Achieving information integration in any field of science requires understanding the flow of data between production and use, and then engineering one or more solutions from the principles of information computer science and the available technologies. It also entails social engineering to ensure acceptance and sustain implementation.
In this presentation I will review some of the major data production patterns in biodiversity science, contrast the ways that larger communities work, and how these differences have shaped the largest resources developed for each community. I will describe the development of data integration in organismal biodiversity, highlighting some of the milestones and cultural transformations that were necessary to create a global infrastructure. A critical element is the partnership between the Global Biodiversity Information Facility (GBIF) and Biodiversity Information Standards (TDWG).
As tools and methods have evolved, the biodiversity informatics community has gotten more sophisticated with expressions of data design and its processes.

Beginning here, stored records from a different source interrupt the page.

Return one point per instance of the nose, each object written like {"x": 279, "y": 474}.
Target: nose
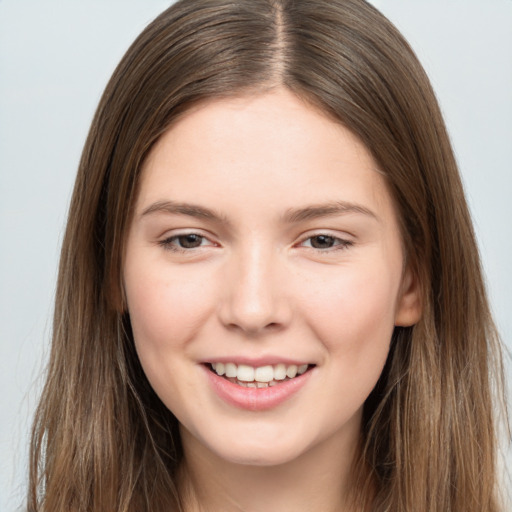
{"x": 254, "y": 301}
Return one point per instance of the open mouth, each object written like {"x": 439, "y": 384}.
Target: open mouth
{"x": 258, "y": 377}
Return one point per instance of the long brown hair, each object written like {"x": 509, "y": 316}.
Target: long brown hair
{"x": 102, "y": 440}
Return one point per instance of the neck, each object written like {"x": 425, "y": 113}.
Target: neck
{"x": 319, "y": 479}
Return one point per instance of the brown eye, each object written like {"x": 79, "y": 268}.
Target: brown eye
{"x": 190, "y": 241}
{"x": 322, "y": 241}
{"x": 185, "y": 242}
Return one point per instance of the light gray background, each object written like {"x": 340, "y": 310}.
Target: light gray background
{"x": 55, "y": 59}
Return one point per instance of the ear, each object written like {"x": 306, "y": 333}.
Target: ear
{"x": 409, "y": 303}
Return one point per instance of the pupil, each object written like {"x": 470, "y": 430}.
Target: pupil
{"x": 322, "y": 242}
{"x": 190, "y": 241}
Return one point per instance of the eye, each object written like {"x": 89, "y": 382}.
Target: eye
{"x": 324, "y": 242}
{"x": 185, "y": 242}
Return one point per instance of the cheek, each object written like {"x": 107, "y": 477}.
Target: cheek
{"x": 166, "y": 311}
{"x": 353, "y": 315}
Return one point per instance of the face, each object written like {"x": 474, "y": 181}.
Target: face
{"x": 264, "y": 275}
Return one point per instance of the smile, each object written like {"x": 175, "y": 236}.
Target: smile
{"x": 258, "y": 377}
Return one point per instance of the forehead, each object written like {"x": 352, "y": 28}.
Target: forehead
{"x": 267, "y": 152}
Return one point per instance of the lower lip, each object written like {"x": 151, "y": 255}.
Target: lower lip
{"x": 256, "y": 399}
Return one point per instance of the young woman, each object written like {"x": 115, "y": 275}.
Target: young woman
{"x": 269, "y": 294}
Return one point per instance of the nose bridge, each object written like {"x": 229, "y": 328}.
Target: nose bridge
{"x": 255, "y": 300}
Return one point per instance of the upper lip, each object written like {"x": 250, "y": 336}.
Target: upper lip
{"x": 257, "y": 361}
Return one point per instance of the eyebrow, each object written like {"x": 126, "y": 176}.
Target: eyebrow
{"x": 192, "y": 210}
{"x": 291, "y": 216}
{"x": 329, "y": 209}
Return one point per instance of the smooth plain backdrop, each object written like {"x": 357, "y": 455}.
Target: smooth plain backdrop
{"x": 55, "y": 59}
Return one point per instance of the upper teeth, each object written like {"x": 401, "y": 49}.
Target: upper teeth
{"x": 243, "y": 372}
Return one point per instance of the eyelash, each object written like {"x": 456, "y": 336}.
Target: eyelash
{"x": 339, "y": 243}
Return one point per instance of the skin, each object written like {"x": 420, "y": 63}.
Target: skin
{"x": 258, "y": 286}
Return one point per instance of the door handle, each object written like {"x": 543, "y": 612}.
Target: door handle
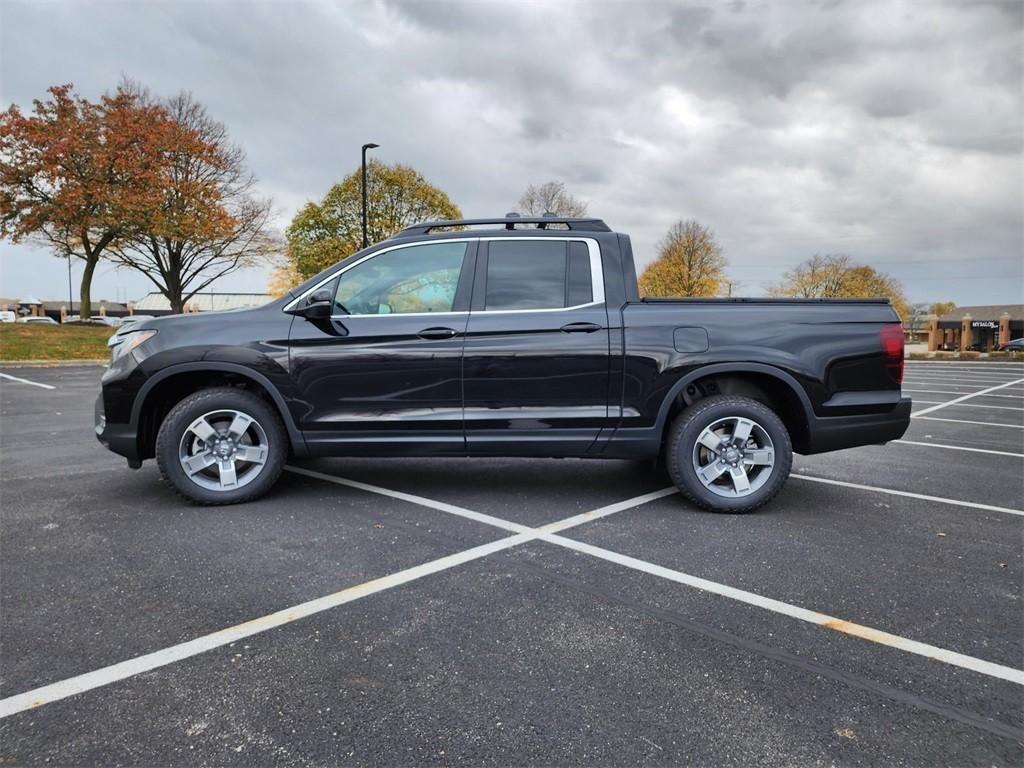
{"x": 437, "y": 333}
{"x": 581, "y": 328}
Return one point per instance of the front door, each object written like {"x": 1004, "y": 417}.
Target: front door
{"x": 384, "y": 373}
{"x": 537, "y": 354}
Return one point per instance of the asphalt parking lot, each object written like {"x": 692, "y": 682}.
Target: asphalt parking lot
{"x": 516, "y": 611}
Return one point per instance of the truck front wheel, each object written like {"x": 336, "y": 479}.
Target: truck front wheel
{"x": 728, "y": 454}
{"x": 221, "y": 445}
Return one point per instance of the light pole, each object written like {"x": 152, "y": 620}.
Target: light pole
{"x": 371, "y": 145}
{"x": 71, "y": 293}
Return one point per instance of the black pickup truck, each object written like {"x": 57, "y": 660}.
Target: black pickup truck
{"x": 504, "y": 337}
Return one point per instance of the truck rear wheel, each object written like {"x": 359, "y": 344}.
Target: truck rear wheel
{"x": 221, "y": 445}
{"x": 729, "y": 454}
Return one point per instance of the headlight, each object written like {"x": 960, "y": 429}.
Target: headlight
{"x": 121, "y": 344}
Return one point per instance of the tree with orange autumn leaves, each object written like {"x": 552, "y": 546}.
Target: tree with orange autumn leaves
{"x": 154, "y": 186}
{"x": 77, "y": 175}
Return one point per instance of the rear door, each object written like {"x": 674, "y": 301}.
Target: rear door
{"x": 536, "y": 358}
{"x": 384, "y": 373}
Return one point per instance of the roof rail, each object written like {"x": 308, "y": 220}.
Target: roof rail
{"x": 509, "y": 221}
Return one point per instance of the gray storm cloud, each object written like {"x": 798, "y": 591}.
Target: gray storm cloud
{"x": 888, "y": 131}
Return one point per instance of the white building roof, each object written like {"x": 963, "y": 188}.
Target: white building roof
{"x": 205, "y": 302}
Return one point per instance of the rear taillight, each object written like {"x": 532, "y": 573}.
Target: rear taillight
{"x": 892, "y": 346}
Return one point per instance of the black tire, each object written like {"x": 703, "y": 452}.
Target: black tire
{"x": 682, "y": 444}
{"x": 172, "y": 436}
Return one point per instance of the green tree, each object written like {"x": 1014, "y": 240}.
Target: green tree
{"x": 397, "y": 196}
{"x": 689, "y": 263}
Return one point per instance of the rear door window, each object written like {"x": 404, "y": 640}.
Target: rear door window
{"x": 537, "y": 274}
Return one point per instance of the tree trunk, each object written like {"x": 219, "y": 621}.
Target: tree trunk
{"x": 85, "y": 299}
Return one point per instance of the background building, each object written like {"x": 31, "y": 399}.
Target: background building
{"x": 981, "y": 328}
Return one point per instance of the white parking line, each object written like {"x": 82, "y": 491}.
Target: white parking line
{"x": 971, "y": 404}
{"x": 148, "y": 662}
{"x": 26, "y": 381}
{"x": 966, "y": 421}
{"x": 946, "y": 391}
{"x": 960, "y": 448}
{"x": 951, "y": 382}
{"x": 795, "y": 611}
{"x": 123, "y": 670}
{"x": 909, "y": 495}
{"x": 953, "y": 401}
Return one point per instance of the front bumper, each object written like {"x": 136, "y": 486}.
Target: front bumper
{"x": 120, "y": 438}
{"x": 838, "y": 432}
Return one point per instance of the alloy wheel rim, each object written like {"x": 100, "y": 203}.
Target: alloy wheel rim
{"x": 733, "y": 457}
{"x": 223, "y": 450}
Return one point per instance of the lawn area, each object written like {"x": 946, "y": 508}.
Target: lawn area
{"x": 37, "y": 342}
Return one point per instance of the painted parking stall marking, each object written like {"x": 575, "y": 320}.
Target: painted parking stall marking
{"x": 121, "y": 671}
{"x": 962, "y": 398}
{"x": 966, "y": 421}
{"x": 960, "y": 448}
{"x": 26, "y": 381}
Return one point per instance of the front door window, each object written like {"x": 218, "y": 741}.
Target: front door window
{"x": 415, "y": 280}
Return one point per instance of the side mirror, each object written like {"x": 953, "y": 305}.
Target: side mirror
{"x": 318, "y": 305}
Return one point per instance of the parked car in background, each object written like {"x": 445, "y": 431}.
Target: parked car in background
{"x": 39, "y": 321}
{"x": 133, "y": 320}
{"x": 112, "y": 322}
{"x": 504, "y": 341}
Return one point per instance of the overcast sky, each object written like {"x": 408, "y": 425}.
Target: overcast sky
{"x": 888, "y": 131}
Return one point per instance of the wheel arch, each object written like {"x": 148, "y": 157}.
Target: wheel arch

We have a sustainable platform for developing standards and a Standards Documentation Specification (SDS). Progress in mobilizing data has been steady, but there haven’t been revolutionary changes since the deployment of GBIF’s Integrated Publishing Toolkit. Nevertheless, progress is happening in key areas.
Watch for: (a) more detailed vocabulary standards; (b) implementation of Linked Open Data principles through emerging resources (Persistent Identifiers, ORCIDs, Bloodhound); (c) a well founded approach to assessing and improving data quality (with tools); and (d) a reconciliation of competing standards, such as ABCD and DarwinCore.
About the Speaker
Dr. Stan Blum has been the principal analyst or contributor to the design of scientific databases for the National Museum of Natural History (Smithsonian), Museum of Vertebrate Zoology (UC Berkeley), University of Kansas (“Specify”), and the California Academy of Sciences. He has developed data standards that support data integration across natural history disciplines and organizations since 1990, including Vertebrate Paleontology, the Association of Systematics Collections (now Natural Science Collections Alliance), and the Taxonomic Databases Working Group (TDWG). Most significant among these is the DarwinCore, the most widely used standard for mobilizing organism occurrence data. The dominant theme in his career has been the integration of information across organizations and disciplines for the benefit of biodiversity science. Currently he serves as Administrator of the TDWG Secretariat in San Francisco.